In the present case, one of appellant's complaints was the omission of his individual business listing in the yellow pages. Because appellant was a business subscriber he was entitled to have his name listed in the yellow pages under the classification "attorneys" as part of his service. By providing this service Pennsylvania courts have concluded that the telephone company has dedicated that portion of the classified directory to the public, even though any additional, paid listing or advertisement is considered a matter of private contract. Felix v. PUC, 187 Pa.Super. 578, 146 A.2d 347, allocatur refused, 187 Pa.Super. xxviii (1959).

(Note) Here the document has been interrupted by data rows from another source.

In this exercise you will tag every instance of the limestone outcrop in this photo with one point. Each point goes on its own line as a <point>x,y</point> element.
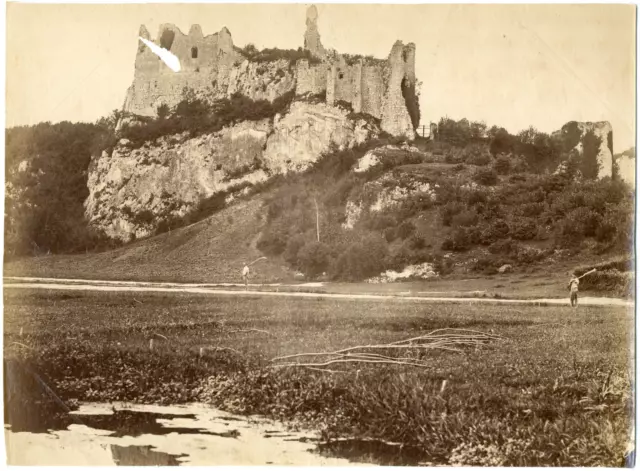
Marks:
<point>312,36</point>
<point>308,131</point>
<point>626,166</point>
<point>133,191</point>
<point>213,68</point>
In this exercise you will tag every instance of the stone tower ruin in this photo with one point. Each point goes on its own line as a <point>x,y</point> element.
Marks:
<point>382,88</point>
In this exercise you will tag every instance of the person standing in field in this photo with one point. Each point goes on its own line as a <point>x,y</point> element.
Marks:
<point>245,276</point>
<point>573,288</point>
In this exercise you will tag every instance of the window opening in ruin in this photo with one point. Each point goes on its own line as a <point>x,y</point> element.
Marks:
<point>166,40</point>
<point>408,88</point>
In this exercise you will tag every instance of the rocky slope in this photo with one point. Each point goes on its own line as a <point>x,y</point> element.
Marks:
<point>132,191</point>
<point>575,132</point>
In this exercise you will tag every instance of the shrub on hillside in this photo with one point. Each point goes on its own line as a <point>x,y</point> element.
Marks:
<point>479,158</point>
<point>408,255</point>
<point>504,247</point>
<point>314,259</point>
<point>406,229</point>
<point>361,260</point>
<point>462,239</point>
<point>486,176</point>
<point>610,281</point>
<point>464,219</point>
<point>495,230</point>
<point>292,247</point>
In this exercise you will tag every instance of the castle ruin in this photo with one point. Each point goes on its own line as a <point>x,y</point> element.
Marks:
<point>384,89</point>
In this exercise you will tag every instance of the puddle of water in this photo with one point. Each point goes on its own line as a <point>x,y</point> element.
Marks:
<point>151,435</point>
<point>41,431</point>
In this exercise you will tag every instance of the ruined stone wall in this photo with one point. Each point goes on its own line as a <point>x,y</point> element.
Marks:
<point>345,83</point>
<point>210,66</point>
<point>310,79</point>
<point>372,90</point>
<point>395,116</point>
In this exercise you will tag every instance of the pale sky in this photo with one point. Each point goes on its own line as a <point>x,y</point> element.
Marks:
<point>510,65</point>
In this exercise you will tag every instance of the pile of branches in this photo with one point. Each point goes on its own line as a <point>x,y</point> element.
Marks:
<point>403,352</point>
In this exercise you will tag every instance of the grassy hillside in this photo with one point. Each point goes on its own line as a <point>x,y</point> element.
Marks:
<point>463,205</point>
<point>211,250</point>
<point>554,392</point>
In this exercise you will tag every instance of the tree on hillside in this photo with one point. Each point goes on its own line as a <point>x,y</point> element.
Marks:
<point>478,129</point>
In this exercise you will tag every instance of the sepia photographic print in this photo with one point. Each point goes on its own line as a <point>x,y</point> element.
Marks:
<point>320,235</point>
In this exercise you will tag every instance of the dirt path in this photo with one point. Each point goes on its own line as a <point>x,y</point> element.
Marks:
<point>280,290</point>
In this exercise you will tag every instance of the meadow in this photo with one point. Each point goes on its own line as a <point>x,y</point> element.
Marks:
<point>552,387</point>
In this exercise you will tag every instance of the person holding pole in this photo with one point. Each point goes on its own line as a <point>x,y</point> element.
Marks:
<point>245,276</point>
<point>573,286</point>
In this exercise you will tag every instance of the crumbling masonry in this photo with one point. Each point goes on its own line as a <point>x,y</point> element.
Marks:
<point>384,89</point>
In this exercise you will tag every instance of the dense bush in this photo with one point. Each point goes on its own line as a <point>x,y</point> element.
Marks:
<point>502,165</point>
<point>313,259</point>
<point>46,174</point>
<point>275,54</point>
<point>360,260</point>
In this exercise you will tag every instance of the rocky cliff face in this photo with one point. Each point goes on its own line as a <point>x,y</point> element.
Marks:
<point>133,191</point>
<point>309,130</point>
<point>210,67</point>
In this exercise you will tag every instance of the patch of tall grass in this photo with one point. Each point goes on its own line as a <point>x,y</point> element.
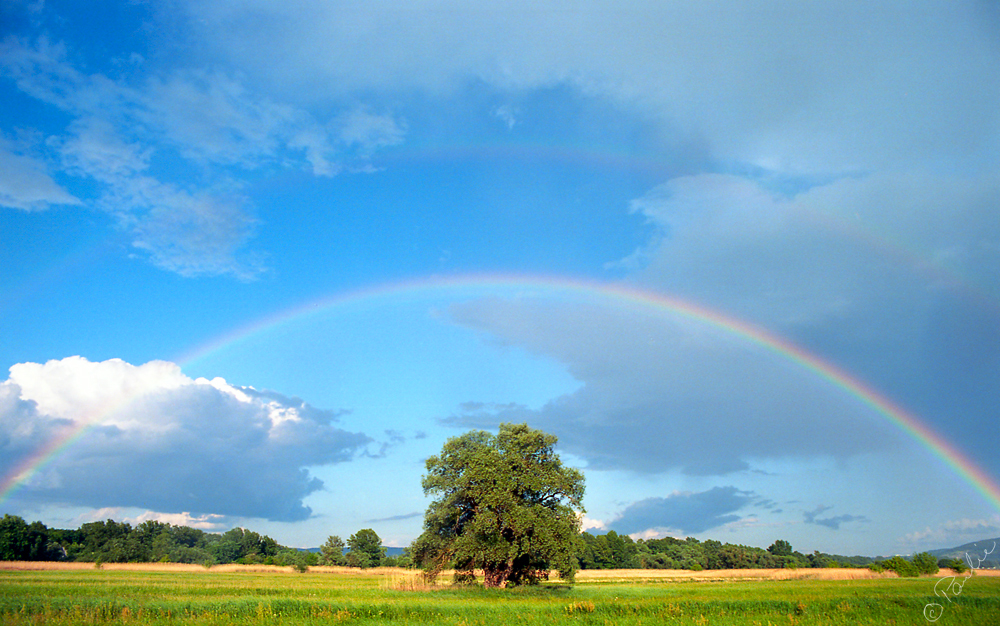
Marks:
<point>379,597</point>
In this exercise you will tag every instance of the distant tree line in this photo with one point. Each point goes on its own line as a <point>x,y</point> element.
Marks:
<point>151,541</point>
<point>119,542</point>
<point>614,551</point>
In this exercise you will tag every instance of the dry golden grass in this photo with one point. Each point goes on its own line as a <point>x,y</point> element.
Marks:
<point>403,579</point>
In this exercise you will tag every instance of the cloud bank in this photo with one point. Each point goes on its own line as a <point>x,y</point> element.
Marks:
<point>155,439</point>
<point>683,513</point>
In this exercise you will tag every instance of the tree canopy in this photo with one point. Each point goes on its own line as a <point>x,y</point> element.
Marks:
<point>504,504</point>
<point>365,549</point>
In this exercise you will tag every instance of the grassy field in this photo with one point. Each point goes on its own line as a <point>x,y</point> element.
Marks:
<point>165,594</point>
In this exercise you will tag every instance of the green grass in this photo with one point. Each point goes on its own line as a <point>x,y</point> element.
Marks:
<point>212,597</point>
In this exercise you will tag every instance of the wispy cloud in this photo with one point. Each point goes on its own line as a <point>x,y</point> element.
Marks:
<point>813,517</point>
<point>685,512</point>
<point>158,440</point>
<point>122,131</point>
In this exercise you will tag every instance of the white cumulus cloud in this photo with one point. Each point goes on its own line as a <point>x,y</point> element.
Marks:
<point>149,437</point>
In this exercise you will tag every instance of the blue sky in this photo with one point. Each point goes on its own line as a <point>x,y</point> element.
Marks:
<point>261,259</point>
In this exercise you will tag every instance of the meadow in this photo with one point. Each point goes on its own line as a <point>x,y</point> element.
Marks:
<point>177,594</point>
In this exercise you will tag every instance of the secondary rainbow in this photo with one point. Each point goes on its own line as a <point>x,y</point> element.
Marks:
<point>616,292</point>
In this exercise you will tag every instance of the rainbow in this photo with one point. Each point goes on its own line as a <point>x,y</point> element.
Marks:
<point>630,295</point>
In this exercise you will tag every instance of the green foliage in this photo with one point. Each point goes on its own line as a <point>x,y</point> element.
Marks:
<point>925,563</point>
<point>365,549</point>
<point>901,566</point>
<point>332,552</point>
<point>504,504</point>
<point>959,565</point>
<point>780,548</point>
<point>118,542</point>
<point>148,598</point>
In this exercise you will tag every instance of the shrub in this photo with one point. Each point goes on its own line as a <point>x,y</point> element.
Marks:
<point>925,563</point>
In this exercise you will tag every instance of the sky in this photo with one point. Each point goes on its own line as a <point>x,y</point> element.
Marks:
<point>260,259</point>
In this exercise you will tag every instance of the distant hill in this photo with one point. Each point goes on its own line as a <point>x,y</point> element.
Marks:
<point>388,551</point>
<point>986,549</point>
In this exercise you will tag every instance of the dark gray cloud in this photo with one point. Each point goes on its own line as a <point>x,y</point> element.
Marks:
<point>664,392</point>
<point>813,517</point>
<point>684,512</point>
<point>161,441</point>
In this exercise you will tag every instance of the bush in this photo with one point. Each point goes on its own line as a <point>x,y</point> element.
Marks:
<point>902,567</point>
<point>925,563</point>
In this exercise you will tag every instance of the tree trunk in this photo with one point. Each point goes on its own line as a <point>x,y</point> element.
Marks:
<point>497,576</point>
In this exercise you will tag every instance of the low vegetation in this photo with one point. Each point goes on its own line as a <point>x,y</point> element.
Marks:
<point>255,594</point>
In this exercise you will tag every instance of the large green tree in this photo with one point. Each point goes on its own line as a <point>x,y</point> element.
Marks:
<point>365,549</point>
<point>504,504</point>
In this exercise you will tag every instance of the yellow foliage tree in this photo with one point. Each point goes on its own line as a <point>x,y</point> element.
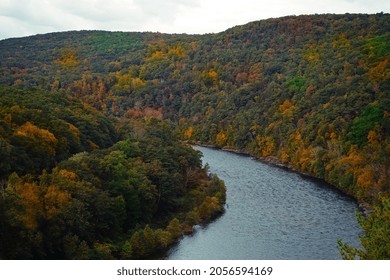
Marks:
<point>188,133</point>
<point>42,135</point>
<point>221,139</point>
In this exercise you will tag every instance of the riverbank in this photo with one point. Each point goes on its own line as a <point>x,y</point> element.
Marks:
<point>364,206</point>
<point>272,213</point>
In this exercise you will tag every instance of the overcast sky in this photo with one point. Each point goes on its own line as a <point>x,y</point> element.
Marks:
<point>28,17</point>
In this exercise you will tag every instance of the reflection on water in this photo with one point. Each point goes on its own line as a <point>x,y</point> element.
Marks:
<point>271,213</point>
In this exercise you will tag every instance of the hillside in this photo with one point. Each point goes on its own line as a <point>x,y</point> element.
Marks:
<point>312,92</point>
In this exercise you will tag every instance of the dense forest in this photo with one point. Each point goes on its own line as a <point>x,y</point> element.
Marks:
<point>309,92</point>
<point>77,185</point>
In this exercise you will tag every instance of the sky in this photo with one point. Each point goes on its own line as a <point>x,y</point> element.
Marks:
<point>20,18</point>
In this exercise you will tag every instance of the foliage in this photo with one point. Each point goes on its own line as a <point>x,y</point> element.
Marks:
<point>310,91</point>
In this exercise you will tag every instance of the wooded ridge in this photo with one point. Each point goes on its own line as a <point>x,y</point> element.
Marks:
<point>312,91</point>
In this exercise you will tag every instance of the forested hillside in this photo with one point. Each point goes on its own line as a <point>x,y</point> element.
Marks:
<point>311,92</point>
<point>77,185</point>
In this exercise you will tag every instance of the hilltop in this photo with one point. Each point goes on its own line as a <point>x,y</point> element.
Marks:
<point>311,91</point>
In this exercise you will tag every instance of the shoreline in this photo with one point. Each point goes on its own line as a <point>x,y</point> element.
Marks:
<point>363,206</point>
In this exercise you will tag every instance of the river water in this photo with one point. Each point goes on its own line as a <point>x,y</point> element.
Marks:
<point>270,213</point>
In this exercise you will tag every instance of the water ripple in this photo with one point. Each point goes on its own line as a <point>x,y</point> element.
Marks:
<point>272,214</point>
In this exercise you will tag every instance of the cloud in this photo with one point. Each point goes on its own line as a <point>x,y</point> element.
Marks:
<point>27,17</point>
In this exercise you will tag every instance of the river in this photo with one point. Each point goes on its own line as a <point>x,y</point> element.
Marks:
<point>270,213</point>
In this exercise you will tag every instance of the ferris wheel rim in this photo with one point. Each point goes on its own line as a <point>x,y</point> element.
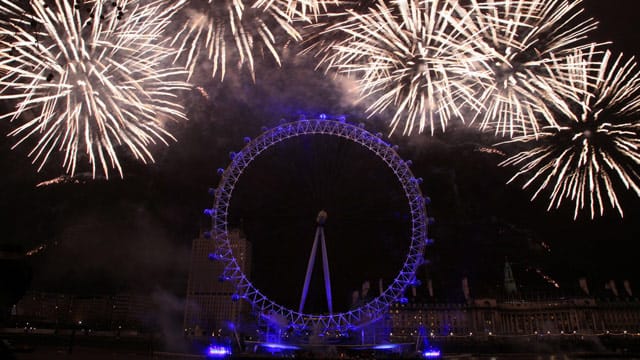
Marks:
<point>373,309</point>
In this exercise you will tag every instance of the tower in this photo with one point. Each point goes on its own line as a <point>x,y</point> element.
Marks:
<point>320,220</point>
<point>509,281</point>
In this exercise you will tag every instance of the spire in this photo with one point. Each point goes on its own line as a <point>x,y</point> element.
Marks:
<point>509,281</point>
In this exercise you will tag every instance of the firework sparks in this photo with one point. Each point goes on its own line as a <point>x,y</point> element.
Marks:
<point>587,159</point>
<point>414,56</point>
<point>300,7</point>
<point>224,29</point>
<point>523,80</point>
<point>89,79</point>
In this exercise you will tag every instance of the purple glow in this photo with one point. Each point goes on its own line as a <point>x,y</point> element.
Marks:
<point>431,354</point>
<point>275,346</point>
<point>218,351</point>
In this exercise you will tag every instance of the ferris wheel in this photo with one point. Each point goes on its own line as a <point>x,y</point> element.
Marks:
<point>245,290</point>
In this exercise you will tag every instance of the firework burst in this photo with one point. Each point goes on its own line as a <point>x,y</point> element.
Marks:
<point>523,81</point>
<point>296,8</point>
<point>88,79</point>
<point>413,56</point>
<point>221,30</point>
<point>585,160</point>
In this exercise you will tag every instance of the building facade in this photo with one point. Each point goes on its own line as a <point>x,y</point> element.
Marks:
<point>210,308</point>
<point>491,317</point>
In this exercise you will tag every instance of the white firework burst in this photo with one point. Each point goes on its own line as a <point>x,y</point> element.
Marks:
<point>224,30</point>
<point>596,151</point>
<point>414,56</point>
<point>523,80</point>
<point>88,79</point>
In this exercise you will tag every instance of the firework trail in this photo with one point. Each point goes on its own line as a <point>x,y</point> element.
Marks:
<point>522,82</point>
<point>88,79</point>
<point>413,56</point>
<point>586,159</point>
<point>300,7</point>
<point>222,30</point>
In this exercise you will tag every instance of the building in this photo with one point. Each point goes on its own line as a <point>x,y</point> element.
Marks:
<point>521,317</point>
<point>209,308</point>
<point>98,312</point>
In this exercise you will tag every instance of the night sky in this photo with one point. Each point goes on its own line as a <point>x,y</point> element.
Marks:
<point>134,234</point>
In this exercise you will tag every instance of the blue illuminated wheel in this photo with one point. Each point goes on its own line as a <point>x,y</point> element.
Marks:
<point>354,318</point>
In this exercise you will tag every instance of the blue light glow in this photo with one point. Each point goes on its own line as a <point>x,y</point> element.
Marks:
<point>431,354</point>
<point>279,347</point>
<point>218,351</point>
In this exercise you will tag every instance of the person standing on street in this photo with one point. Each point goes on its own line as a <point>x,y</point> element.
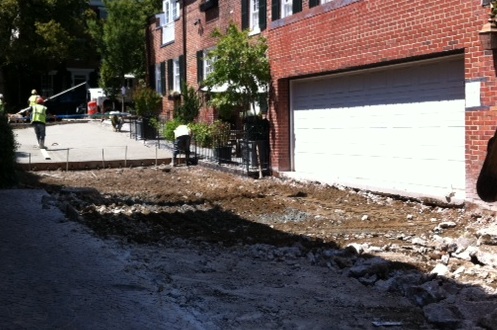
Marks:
<point>38,120</point>
<point>2,105</point>
<point>32,99</point>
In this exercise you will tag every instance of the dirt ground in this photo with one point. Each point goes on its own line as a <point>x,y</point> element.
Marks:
<point>154,207</point>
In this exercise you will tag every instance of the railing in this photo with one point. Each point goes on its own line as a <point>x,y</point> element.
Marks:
<point>246,152</point>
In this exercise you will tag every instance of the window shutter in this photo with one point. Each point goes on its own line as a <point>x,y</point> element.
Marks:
<point>296,6</point>
<point>151,75</point>
<point>163,77</point>
<point>245,14</point>
<point>200,66</point>
<point>182,77</point>
<point>313,3</point>
<point>170,75</point>
<point>263,14</point>
<point>275,10</point>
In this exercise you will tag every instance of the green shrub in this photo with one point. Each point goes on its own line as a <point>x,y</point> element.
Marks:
<point>8,146</point>
<point>168,132</point>
<point>202,133</point>
<point>147,102</point>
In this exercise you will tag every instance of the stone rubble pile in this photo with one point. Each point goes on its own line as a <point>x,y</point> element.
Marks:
<point>458,292</point>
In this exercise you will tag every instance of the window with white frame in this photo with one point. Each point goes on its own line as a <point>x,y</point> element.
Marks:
<point>254,16</point>
<point>208,63</point>
<point>170,14</point>
<point>158,80</point>
<point>286,8</point>
<point>176,76</point>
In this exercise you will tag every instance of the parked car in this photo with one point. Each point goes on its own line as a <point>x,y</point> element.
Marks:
<point>69,105</point>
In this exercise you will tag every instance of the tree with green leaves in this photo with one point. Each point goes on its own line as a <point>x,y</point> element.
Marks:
<point>38,36</point>
<point>120,40</point>
<point>241,64</point>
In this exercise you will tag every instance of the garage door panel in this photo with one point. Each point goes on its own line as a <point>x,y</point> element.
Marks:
<point>403,129</point>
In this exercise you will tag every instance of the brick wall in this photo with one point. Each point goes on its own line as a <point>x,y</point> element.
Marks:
<point>198,37</point>
<point>345,35</point>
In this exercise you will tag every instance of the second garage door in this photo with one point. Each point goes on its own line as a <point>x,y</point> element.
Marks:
<point>397,130</point>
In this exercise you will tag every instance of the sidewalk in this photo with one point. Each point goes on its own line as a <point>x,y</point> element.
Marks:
<point>84,145</point>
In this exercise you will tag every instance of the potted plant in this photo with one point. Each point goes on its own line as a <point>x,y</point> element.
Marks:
<point>148,107</point>
<point>220,132</point>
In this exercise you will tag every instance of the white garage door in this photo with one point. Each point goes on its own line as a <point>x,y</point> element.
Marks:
<point>397,130</point>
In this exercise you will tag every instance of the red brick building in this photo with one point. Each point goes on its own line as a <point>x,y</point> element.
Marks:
<point>391,96</point>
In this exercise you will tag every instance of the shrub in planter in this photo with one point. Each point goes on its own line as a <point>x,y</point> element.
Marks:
<point>147,102</point>
<point>220,140</point>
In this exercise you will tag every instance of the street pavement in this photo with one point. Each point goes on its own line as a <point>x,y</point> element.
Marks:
<point>54,274</point>
<point>84,145</point>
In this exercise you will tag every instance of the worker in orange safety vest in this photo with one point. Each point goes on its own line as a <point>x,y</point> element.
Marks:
<point>38,120</point>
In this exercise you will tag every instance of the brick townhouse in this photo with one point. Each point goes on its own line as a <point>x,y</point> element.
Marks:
<point>391,96</point>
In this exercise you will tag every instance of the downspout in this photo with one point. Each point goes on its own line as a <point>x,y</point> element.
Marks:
<point>183,13</point>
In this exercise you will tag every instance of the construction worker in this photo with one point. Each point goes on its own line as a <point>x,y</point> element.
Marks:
<point>38,120</point>
<point>32,99</point>
<point>117,121</point>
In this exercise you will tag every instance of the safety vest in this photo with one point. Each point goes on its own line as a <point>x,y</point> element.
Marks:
<point>39,113</point>
<point>32,100</point>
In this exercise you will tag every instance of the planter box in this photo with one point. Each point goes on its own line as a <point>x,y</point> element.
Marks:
<point>223,154</point>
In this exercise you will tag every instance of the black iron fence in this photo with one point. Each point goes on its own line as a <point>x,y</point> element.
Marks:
<point>246,152</point>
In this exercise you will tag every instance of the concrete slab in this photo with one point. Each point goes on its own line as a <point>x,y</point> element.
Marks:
<point>84,145</point>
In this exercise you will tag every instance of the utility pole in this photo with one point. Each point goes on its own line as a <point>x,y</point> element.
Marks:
<point>183,13</point>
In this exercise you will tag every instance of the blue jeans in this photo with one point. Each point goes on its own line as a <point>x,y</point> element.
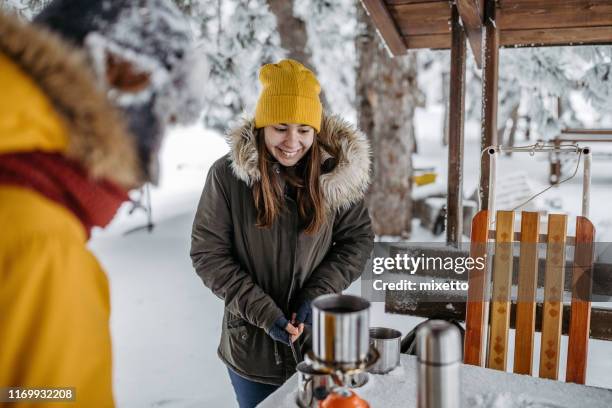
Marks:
<point>250,393</point>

Thus, appellant's yellow pages listing is subject to the limitation of the tariff rather than that contained in the contract for additional yellow pages listings. See also Classified Directory Subscribers Ass'n. v. Public Service Comm'n., supra.

[17] See note 16 for an explanation of the difference between tariffs and private contracts as they relate to services which are deemed necessary (white pages listings) and yellow pages listings.

[18] Michigan appeared at first to be taking this position. Allen v. Michigan Bell Telephone Co., 18 Mich.App. 632, 171 N.W.2d 689 (1969). This opinion was criticized however in Allen v. Michigan Bell Telephone Co., 61 Mich.App. 62, 232 N.W.2d 302 (1975). In Valentine v. Michigan Bell Telephone Co., 388 Mich. 19, 199 N.W.2d 182 (1972) the court found for the telephone company without discussing the validity of the limitation provision.

[19] We must note that in the many cases in which subscribers have sued telephone companies for conduct similar to that alleged here, wilfulness or recklessness is rarely, if ever, found. For collections of cases on mistakes in directories, see Annot. 92 A.L.R.2d 917 (1963); for those on failures in service, see Annot. 67 A.L.R. 3d 76 (1975). But see Sommer v. Mountain States Telephone & Telegraph Co., 21 Ariz.App. 385, 519 P.2d 874 (1974); Held v. New York Telephone Co., 73 Misc.2d 582, 342 N.Y.S.2d 665 (1973).